Decreased uteroplacental perfusion may cause fetal and placental injury, by both fast and slow mechanisms. Decreased uteroplacental perfusion in the presence of intact chorionic villi and normal oxygen uptake capacity will promptly cause a decrease in intervillous oxygen tension. This hypoxia may injure the fetus and placenta outright or by triggering generalized HFPV throughout the placenta in an indiscriminate and counterproductive way which decreases total fetoplacental perfusion. It is possible that nitroglycerin, which is known to interfere with HFPV, may be beneficial in ameliorating fetal growth restriction because it interferes with this counterproductive global role of HFPV throughout the placenta. HFPV is normally a beneficial response when it acts locally within the placenta to direct the fetal cardiac output away from hypoxic chorionic villi and towards chorionic villi which have access to oxygen. Decreased intervillous (uteroplacental) perfusion may also inhibit placental growth slowly over time by reducing flow shear stress on the exterior surfaces of the chorionic villi, which are in direct contact with flowing maternal blood. HFPV, hypoxic fetoplacental vasoconstriction.

For this reason, generalized HFPV could be a threat to the fetus, limiting fetal oxygen delivery and placental growth, as well as being a local mechanism for directing fetal CO away from a small number of individual hypoxic intervillous spaces. This possible injurious and counterproductive role of generalized HFPV in further reducing fetal oxygenation may explain why nitroglycerin (NTG) administration, together with oral fluid volume loading, appears to mitigate FGR [18], [19], [20], [21], since NTG appears to inhibit HFPV [22], [23], [24].

Flow shear stress within the two placental circulations promotes the growth of chorionic villi “from the outside” and “from the inside”

Another potentially harmful result of decreased uteroplacental perfusion shown in Figure 5 is that it may reduce the beneficial flow shear stress needed by the syncytiotrophoblast covering of the chorionic villi to successfully invade the endometrium. This would be a mechanism by which decreased uteroplacental perfusion could impair placental growth “from the outside” [16].
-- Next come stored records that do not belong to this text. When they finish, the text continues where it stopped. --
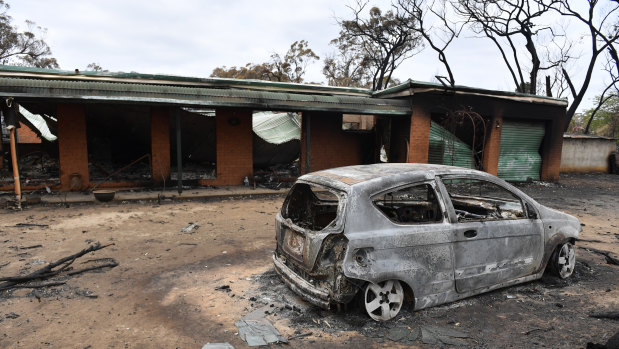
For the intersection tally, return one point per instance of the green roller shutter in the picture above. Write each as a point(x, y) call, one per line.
point(447, 149)
point(519, 159)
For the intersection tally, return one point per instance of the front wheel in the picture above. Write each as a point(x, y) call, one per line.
point(563, 260)
point(383, 301)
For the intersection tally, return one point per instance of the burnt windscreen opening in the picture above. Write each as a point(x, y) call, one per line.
point(310, 207)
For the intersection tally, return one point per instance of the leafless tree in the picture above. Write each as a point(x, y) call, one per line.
point(23, 47)
point(438, 32)
point(385, 40)
point(600, 42)
point(508, 24)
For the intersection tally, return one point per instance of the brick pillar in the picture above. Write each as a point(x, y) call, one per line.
point(551, 148)
point(492, 148)
point(160, 144)
point(419, 144)
point(72, 147)
point(1, 150)
point(234, 146)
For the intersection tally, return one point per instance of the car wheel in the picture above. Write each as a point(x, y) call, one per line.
point(563, 260)
point(383, 301)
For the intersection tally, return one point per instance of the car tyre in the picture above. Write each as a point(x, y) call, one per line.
point(383, 301)
point(563, 260)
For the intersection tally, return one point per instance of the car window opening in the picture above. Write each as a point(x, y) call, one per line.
point(414, 204)
point(476, 200)
point(311, 207)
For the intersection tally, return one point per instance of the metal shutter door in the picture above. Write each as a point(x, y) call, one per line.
point(519, 159)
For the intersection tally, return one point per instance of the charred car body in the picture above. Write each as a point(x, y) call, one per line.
point(429, 233)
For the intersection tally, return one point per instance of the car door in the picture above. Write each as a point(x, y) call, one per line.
point(493, 239)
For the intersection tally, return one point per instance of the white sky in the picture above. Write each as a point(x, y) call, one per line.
point(192, 37)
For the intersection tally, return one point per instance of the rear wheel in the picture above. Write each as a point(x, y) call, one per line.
point(563, 260)
point(383, 301)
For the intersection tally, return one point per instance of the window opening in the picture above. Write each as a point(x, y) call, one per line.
point(413, 204)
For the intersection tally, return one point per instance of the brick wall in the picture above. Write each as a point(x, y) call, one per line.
point(330, 146)
point(551, 148)
point(26, 135)
point(234, 146)
point(492, 148)
point(72, 147)
point(160, 143)
point(400, 133)
point(419, 135)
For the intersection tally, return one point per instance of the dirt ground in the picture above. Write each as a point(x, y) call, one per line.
point(176, 289)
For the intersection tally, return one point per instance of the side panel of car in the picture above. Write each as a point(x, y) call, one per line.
point(418, 254)
point(494, 245)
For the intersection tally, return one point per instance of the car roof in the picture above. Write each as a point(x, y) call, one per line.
point(390, 173)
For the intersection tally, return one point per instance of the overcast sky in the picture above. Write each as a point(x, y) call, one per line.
point(192, 37)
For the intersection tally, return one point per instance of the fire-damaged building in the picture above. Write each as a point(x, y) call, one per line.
point(126, 130)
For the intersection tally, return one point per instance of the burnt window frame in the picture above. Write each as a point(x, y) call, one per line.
point(441, 215)
point(523, 202)
point(335, 224)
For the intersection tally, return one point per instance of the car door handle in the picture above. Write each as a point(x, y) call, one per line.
point(470, 233)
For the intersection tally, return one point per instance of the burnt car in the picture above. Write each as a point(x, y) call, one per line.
point(430, 234)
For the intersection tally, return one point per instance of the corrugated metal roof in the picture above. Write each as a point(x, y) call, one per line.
point(583, 136)
point(165, 79)
point(55, 89)
point(277, 128)
point(411, 87)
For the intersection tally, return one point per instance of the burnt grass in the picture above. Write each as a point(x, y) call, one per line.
point(549, 312)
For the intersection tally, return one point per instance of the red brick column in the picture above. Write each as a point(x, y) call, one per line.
point(72, 147)
point(419, 135)
point(160, 143)
point(492, 148)
point(234, 146)
point(552, 147)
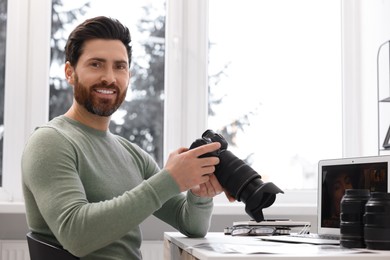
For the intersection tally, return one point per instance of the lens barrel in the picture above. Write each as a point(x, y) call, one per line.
point(377, 221)
point(238, 178)
point(351, 217)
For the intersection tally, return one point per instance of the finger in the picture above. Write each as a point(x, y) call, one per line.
point(215, 183)
point(209, 161)
point(182, 150)
point(209, 189)
point(198, 151)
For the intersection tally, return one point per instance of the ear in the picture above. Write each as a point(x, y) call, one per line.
point(69, 73)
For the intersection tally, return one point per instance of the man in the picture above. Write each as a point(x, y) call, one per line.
point(89, 189)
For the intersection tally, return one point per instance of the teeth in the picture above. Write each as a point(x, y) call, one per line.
point(105, 91)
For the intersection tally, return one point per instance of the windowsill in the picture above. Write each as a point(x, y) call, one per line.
point(235, 208)
point(11, 207)
point(281, 210)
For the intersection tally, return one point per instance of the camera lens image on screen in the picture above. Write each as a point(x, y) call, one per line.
point(238, 178)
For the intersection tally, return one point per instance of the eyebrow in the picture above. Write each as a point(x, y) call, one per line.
point(105, 60)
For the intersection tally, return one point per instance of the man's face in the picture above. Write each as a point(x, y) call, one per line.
point(101, 76)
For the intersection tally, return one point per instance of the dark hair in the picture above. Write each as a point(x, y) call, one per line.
point(100, 27)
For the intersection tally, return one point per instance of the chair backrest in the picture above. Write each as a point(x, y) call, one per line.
point(41, 249)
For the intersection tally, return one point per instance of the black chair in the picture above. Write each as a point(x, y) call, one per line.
point(41, 249)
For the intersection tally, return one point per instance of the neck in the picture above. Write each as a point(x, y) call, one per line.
point(80, 114)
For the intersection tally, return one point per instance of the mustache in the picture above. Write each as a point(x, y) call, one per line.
point(103, 85)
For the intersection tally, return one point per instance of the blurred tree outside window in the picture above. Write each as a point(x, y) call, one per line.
point(3, 37)
point(140, 118)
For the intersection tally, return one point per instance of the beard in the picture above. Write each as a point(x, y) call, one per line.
point(96, 105)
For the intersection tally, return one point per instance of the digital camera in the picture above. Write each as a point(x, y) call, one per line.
point(238, 178)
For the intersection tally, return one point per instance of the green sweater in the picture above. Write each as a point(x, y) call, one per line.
point(89, 190)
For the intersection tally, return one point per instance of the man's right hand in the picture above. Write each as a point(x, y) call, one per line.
point(187, 169)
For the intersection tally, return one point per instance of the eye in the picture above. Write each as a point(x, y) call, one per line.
point(121, 66)
point(96, 64)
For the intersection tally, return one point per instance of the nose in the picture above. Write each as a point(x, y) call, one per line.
point(108, 77)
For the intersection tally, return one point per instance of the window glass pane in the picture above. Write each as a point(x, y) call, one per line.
point(3, 35)
point(140, 118)
point(275, 84)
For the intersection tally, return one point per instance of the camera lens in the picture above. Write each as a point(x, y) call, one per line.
point(376, 221)
point(351, 218)
point(239, 179)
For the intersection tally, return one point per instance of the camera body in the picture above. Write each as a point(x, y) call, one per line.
point(238, 178)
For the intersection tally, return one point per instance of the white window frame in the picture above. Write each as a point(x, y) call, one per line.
point(27, 91)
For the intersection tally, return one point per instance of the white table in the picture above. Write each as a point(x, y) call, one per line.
point(217, 246)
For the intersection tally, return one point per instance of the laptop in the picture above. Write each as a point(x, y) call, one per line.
point(336, 175)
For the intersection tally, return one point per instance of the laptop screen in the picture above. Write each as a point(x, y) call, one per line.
point(337, 178)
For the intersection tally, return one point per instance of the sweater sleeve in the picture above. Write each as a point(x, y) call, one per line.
point(56, 200)
point(187, 213)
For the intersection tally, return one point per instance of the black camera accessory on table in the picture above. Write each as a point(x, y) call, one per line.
point(238, 178)
point(351, 218)
point(377, 221)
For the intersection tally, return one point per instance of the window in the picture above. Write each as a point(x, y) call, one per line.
point(3, 37)
point(140, 118)
point(275, 84)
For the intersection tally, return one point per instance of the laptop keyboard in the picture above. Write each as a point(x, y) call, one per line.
point(317, 236)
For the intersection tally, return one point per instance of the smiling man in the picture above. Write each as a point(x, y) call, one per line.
point(89, 189)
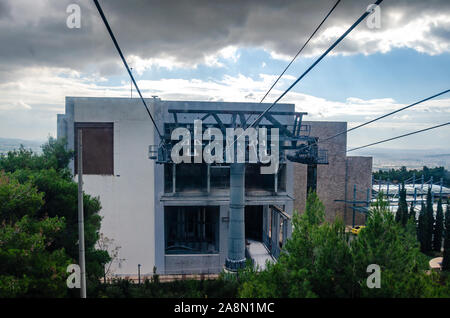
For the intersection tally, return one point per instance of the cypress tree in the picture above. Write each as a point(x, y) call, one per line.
point(438, 228)
point(446, 259)
point(430, 222)
point(422, 228)
point(402, 211)
point(412, 212)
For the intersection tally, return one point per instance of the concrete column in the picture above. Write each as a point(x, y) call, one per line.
point(236, 230)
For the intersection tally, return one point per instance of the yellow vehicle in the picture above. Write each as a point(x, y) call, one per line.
point(357, 229)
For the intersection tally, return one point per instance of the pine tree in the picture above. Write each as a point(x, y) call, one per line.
point(422, 228)
point(438, 228)
point(430, 221)
point(446, 260)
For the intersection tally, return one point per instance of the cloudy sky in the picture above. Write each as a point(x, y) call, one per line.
point(231, 51)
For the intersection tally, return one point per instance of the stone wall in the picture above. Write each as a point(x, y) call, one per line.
point(331, 178)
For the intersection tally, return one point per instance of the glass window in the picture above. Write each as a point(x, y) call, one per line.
point(192, 230)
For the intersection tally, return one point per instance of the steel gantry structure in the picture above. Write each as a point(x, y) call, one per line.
point(295, 144)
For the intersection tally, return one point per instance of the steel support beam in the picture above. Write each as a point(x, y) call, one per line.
point(236, 228)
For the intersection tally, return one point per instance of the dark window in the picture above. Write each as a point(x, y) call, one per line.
point(98, 145)
point(220, 177)
point(311, 178)
point(192, 230)
point(254, 180)
point(190, 177)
In contrast, Figure 6 shows how increased uterine venous and IVS pressure may hydrostatically compress existing chorionic villi and the fetal chorionic vessels within them, causing the decreased fetoplacental perfusion sometimes called “sluice flow.” This sluice flow, in turn, may directly and immediately limit fetal oxygen uptake and thereby injure the fetus, but it may also limit necessary future placental growth because it limits the beneficial flow shear stress which is needed for the branching angiogenesis of fetal chorionic vessels – thereby limiting placental growth “from the inside”.

Figure 6: 
Increased uterine venous pressure may cause fetal and placental injury, by both fast and slow mechanisms. Increased uterine venous pressure “backs up” into the intervillous spaces and compresses fetal chorionic vessels, decreasing fetoplacental perfusion in a process which has been termed “sluice flow” [10]. This reduced fetoplacental perfusion may have both rapid and delayed consequences. Immediately, fetal oxygen uptake and delivery are reduced and the afterload on the fetal heart is increased. Decreased fetoplacental perfusion may also reduce flow shear stress on the endothelium of the chorionic vessels and thereby reduce the future growth of those vessels by branching angiogenesis. This would reduce placental growth and the ability of the placenta to meet the growing fetus’ growing needs for oxygen.
Figure 6:

Increased uterine venous pressure may cause fetal and placental injury, by both fast and slow mechanisms. Increased uterine venous pressure “backs up” into the intervillous spaces and compresses fetal chorionic vessels, decreasing fetoplacental perfusion in a process which has been termed “sluice flow” [10]. This reduced fetoplacental perfusion may have both rapid and delayed consequences. Immediately, fetal oxygen uptake and delivery are reduced and the afterload on the fetal heart is increased. Decreased fetoplacental perfusion may also reduce flow shear stress on the endothelium of the chorionic vessels and thereby reduce the future growth of those vessels by branching angiogenesis. This would reduce placental growth and the ability of the placenta to meet the growing fetus’ growing needs for oxygen.

“Low volume circulation”

Gyselaers and Lees [11] have used the term “low volume circulation” to describe the decreased CO and increased SVR that are associated with some cases of FGR and PE, and it would appear that one possible cause of this “low volume circulation” could be obstruction of the IVC with a reduction in CO combined with an compensatory increase in SVR due to increased activity of both the SNS and the RAAS. This observation raises another issue about the methodology of research into the hemodynamics of pregnancy.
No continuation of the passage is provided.